In het verleden was het paardenpaspoort voor de meeste paardenhouders niet meer dan een luxe uitvoering van het oude ‘vaccinatieboekje’. Tegenwoordig zijn er ook verplichtingen verbonden aan het paspoort. Dit heeft alles te maken met het feit dat paarden, pony’s en ezels in Europa in principe door mensen geconsumeerd kunnen worden. De directe aanleiding voor verhoogde aandacht voor het paspoort waren de vondsten van medicijnresten in paardenvlees, welke een risico voor de voedselveiligheid (en dus de gezondheid van mensen) kunnen vormen.
Identificatie en registratie
De overheid, vertegenwoordigd door controleurs van de Nederlandse Voedsel- en Warenautoriteit (NVWA), houdt sindsdien intensievere controles op de aanwezigheid van geldige paspoorten bij ieder paard en de administratie van het gebruik van medicijnen. In het systeem voor Identificatie en Registratie (I&R) van de Rijksdienst Voor Ondernemend Nederland (RVO) worden alle paarden geregistreerd volgens de gegevens uit het paspoort. Bij de uitgifte van een paspoort geven de gemachtigde instanties (*) de gegevens door aan de RVO.
Vanwege het in werking treden van de nieuwe Europese Diergezondheidsverordening, is hier sinds 2021 ook de verplichte registratie van een paard op het UBN-nummer van zijn verblijfsplaats bij gekomen. Als houder van een locatie waar paarden staan, ben je verplicht om paarden aan te melden op het UBN-nummer van je locatie. Lees meer over het registreren van paarden op UBN-nummer in ons artikel over Identificatie en Registratie (I&R).
—
(*) Gemachtigde instantie
De gemachtigde instantie in de zin van artikel 3, punt 5), van Verordening (EU) 2017/625 die overeenkomstig artikel 108, lid 5, punt c), van Verordening (EU) 2016/429 is aangewezen om de praktische toepassing van het identificatie- en registratiesysteem voor paardachtigen te waarborgen, waaronder de afgifte en bezorging van unieke, levenslang geldige identificatiedocumenten voor paardachtigen. Deze instantie wordt in titel IV, hoofdstukken 2 en 3, van Gedelegeerde Verordening (EU) 2019/2035 “instantie van afgifte” genoemd.

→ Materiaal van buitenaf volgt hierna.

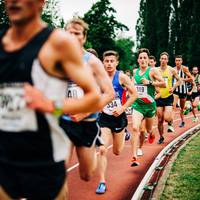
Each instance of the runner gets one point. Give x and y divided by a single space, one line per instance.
193 94
165 102
146 79
32 145
82 129
181 91
113 119
143 132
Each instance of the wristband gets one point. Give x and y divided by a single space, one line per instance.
58 104
150 82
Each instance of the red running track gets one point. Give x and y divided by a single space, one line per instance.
122 180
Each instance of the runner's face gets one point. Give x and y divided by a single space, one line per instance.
23 11
152 63
77 31
110 63
163 60
143 59
178 62
195 70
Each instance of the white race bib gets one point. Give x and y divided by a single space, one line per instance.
74 91
141 90
14 115
166 80
109 108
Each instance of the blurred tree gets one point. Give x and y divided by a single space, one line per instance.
3 17
51 14
103 26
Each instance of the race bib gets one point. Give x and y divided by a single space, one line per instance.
74 91
141 90
109 108
14 115
166 80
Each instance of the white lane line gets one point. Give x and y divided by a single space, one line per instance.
77 164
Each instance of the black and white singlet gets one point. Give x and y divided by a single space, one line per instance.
28 137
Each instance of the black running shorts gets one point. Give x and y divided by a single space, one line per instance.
162 102
32 182
115 124
83 133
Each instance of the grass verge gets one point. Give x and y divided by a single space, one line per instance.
183 182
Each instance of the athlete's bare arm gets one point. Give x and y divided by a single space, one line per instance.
103 80
189 77
158 80
64 49
126 82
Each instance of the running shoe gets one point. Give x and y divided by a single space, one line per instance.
161 140
186 111
127 134
182 124
101 189
170 128
195 119
139 152
151 138
198 106
134 162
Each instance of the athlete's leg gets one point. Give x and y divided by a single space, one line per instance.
149 124
106 135
87 161
176 98
168 114
182 106
142 133
118 142
137 118
3 195
160 115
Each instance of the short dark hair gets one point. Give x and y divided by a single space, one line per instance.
152 58
143 50
179 56
93 51
79 21
164 53
111 53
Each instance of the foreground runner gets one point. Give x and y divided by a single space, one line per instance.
146 79
82 128
193 93
181 91
32 145
113 119
165 102
143 132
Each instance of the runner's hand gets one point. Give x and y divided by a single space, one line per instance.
145 81
118 111
79 117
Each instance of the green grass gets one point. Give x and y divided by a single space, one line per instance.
183 182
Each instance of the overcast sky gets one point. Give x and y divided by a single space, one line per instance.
127 11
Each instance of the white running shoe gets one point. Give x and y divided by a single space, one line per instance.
139 152
170 128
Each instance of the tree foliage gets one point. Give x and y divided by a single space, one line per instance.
103 26
3 17
103 32
51 14
170 25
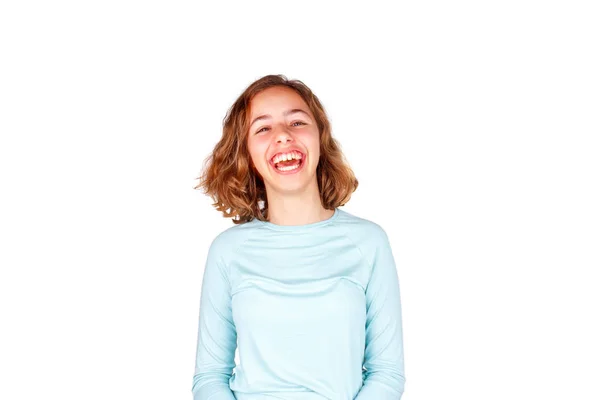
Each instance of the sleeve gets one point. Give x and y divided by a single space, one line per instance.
217 336
383 378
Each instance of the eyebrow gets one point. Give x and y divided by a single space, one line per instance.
286 113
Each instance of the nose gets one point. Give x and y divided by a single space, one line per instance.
282 135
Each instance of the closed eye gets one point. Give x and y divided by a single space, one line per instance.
296 122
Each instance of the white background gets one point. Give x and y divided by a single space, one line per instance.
472 127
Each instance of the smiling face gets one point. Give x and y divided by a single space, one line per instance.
283 140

In dit artikel wordt de relevante informatie voor paardenhouders over paardenpaspoorten bij paardachtigen gebundeld. We noemen voor het gemak steeds alleen “het paard”. Hiermee worden ook de andere paardachtigen, zoals de pony, de ezel, de zebra en alle kruisingen hiervan, bedoeld.
Leestips!
Dit betreft een meer verdiepend artikel over het paardenpaspoort, waarbij (voor)kennis uit andere artikelen handig kan zijn:
- Nieuwe regels identificatie en registratie (I&R) paarden
- Diergeneesmiddelengebruik (artikel volgt in 2025)

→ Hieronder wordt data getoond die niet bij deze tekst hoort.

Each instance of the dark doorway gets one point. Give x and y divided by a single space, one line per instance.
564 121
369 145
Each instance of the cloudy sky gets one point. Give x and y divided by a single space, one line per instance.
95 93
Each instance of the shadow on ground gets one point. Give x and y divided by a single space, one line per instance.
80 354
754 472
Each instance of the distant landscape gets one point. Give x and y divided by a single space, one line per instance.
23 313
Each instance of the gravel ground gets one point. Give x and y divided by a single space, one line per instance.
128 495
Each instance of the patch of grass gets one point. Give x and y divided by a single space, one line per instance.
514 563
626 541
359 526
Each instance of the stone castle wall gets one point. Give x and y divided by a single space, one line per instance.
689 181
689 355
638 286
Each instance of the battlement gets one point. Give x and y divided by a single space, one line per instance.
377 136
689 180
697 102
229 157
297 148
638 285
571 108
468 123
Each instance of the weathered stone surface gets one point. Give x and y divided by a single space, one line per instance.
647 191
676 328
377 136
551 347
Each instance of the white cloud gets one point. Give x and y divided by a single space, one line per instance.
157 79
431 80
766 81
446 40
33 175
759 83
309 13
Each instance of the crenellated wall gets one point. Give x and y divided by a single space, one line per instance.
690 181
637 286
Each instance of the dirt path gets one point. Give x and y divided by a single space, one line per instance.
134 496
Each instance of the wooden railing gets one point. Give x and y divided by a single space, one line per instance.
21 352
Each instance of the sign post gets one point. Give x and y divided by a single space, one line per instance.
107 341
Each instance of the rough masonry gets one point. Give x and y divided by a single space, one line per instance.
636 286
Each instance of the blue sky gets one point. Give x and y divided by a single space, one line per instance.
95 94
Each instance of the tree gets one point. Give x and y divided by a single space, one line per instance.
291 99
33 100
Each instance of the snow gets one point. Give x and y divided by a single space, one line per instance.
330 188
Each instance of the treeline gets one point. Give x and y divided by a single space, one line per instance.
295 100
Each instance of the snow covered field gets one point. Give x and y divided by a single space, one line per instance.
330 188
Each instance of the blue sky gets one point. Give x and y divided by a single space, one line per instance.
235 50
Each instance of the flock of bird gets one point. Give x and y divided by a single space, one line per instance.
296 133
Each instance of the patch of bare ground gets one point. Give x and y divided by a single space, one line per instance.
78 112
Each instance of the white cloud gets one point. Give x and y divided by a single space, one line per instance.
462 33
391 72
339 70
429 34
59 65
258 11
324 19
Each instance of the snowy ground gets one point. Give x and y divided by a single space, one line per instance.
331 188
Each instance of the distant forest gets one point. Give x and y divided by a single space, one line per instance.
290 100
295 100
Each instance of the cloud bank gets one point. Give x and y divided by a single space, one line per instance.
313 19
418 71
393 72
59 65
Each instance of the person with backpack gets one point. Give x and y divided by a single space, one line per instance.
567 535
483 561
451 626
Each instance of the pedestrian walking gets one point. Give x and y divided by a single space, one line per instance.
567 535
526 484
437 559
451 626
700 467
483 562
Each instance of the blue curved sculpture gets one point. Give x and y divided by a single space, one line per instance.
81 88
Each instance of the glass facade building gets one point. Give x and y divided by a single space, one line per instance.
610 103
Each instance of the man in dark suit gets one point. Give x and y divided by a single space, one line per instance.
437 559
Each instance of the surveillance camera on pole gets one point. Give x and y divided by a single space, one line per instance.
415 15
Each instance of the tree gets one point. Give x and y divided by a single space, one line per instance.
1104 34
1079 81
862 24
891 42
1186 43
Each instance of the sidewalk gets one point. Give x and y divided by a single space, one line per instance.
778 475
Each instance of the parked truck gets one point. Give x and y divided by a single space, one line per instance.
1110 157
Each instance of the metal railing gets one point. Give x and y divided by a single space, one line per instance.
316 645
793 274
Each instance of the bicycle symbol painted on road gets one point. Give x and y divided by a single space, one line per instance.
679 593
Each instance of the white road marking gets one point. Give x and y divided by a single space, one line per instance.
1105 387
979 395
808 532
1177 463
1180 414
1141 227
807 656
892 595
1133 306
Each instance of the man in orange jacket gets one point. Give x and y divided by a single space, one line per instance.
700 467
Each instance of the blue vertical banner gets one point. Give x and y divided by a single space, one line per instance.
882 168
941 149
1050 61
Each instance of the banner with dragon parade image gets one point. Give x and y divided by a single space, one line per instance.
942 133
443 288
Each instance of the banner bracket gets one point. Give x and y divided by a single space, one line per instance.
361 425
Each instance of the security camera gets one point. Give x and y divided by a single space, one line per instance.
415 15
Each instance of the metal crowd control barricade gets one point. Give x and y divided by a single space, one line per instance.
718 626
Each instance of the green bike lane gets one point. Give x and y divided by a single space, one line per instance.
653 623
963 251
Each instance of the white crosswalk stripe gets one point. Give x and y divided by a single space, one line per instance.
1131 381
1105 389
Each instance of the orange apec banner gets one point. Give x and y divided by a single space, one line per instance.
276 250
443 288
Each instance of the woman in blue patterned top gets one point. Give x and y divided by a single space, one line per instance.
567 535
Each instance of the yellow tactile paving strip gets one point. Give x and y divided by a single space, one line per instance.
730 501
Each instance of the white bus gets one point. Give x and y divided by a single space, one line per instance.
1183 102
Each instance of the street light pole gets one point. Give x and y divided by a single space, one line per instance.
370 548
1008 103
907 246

Wat zijn de functies van het paardenpaspoort?
Hoewel veel paardeneigenaren het zich realiseren, worden alle paarden in Europa volgens de wet aangemerkt als slachtdieren voor de menselijke consumptie. De overheid heeft een belangrijke functie in de bewaking van de voedselveiligheid. Zij heeft al vele jaren geleden maatregelen genomen om de kans te verkleinen dat medicijnresten in het voedsel kunnen komen. Zo geldt er bij toedienen van diergeneesmiddelen meestal een wachttijd voor de slacht, zodat er geen medicijnresten in het vlees achterblijven. Het paardenpaspoort en de chip, die sinds 1 juli 2009 verplicht is voor alle paarden, spelen tegenwoordig een belangrijke rol bij het gebruik van diergeneesmiddelen bij paarden en het bewaken van de voedselveiligheid.
Identificatie
De identificatie door middel van het paspoort, gecombineerd met een chip, is ook van belang bij de bestrijding van dierziekten. Er kan een vervoersverbod ingesteld worden voor besmette dieren en dieren uit besmette gebieden. De gegevens kunnen ook worden ingezet voor een vaccinatiecampagne. Daarvoor is een correcte identificatie & registratie uiteraard essentieel.

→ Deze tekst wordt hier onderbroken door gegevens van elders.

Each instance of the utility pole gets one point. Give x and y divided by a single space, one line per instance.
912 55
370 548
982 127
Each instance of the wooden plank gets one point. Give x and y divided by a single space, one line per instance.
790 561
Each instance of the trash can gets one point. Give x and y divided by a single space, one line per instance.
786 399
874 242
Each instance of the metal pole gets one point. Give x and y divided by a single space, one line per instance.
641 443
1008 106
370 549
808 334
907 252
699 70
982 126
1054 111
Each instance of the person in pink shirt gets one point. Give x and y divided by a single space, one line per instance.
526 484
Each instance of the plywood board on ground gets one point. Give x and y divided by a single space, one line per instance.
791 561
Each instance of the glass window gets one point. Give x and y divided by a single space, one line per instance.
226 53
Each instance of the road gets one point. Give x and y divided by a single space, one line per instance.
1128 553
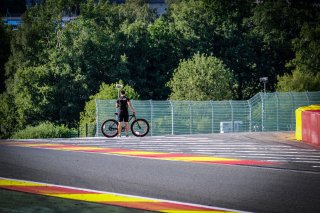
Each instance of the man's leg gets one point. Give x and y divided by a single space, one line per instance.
119 128
127 129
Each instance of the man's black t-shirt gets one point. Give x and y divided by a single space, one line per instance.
123 108
123 103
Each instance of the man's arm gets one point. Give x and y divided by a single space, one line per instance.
131 107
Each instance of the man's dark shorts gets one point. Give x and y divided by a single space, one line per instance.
123 116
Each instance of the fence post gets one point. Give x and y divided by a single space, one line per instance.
97 117
277 109
262 110
250 116
172 126
190 117
307 94
151 119
212 115
232 121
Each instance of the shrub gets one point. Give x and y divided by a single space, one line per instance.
45 130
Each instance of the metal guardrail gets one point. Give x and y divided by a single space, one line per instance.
263 112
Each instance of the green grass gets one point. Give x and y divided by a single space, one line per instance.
19 202
45 130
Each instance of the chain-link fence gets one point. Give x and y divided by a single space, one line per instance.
263 112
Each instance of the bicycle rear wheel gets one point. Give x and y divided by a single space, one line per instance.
140 127
109 128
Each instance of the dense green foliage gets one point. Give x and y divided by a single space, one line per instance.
56 68
4 52
45 130
201 78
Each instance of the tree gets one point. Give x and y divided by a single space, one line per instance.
4 52
299 81
275 24
201 78
306 64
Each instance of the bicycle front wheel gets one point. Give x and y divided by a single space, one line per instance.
109 128
140 127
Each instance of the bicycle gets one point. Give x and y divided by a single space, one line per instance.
139 127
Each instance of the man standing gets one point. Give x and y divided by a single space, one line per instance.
123 114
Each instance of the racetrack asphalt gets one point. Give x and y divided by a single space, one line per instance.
291 187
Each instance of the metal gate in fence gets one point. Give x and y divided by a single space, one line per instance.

Het paardenpaspoort dient ook belangrijke doelen, zoals:
- het kunnen herleiden van de geboortedatum
- het vaststellen van de afkomst / kennis over de stamboom, belangrijk voor o.a. de fokkerij
- het kunnen achterhalen van de herkomst van het paard
- het kunnen raadplegen van de sport- en vaccinatiehistorie
- diergezondheid, vanwege de mogelijkheid op controle van verplichte vaccinaties
- het verkrijgen van controle over de export en import van besmettelijke ziekten
Paardenpaspoort, het document
Een paardenpaspoort is een Europees identificatiebewijs van het paard. Een geldig Europees paardenpaspoort is een officieel document dat afgegeven en geregistreerd is door één van de gemachtigde instanties (bekijk meer informatie op de website van het RVO).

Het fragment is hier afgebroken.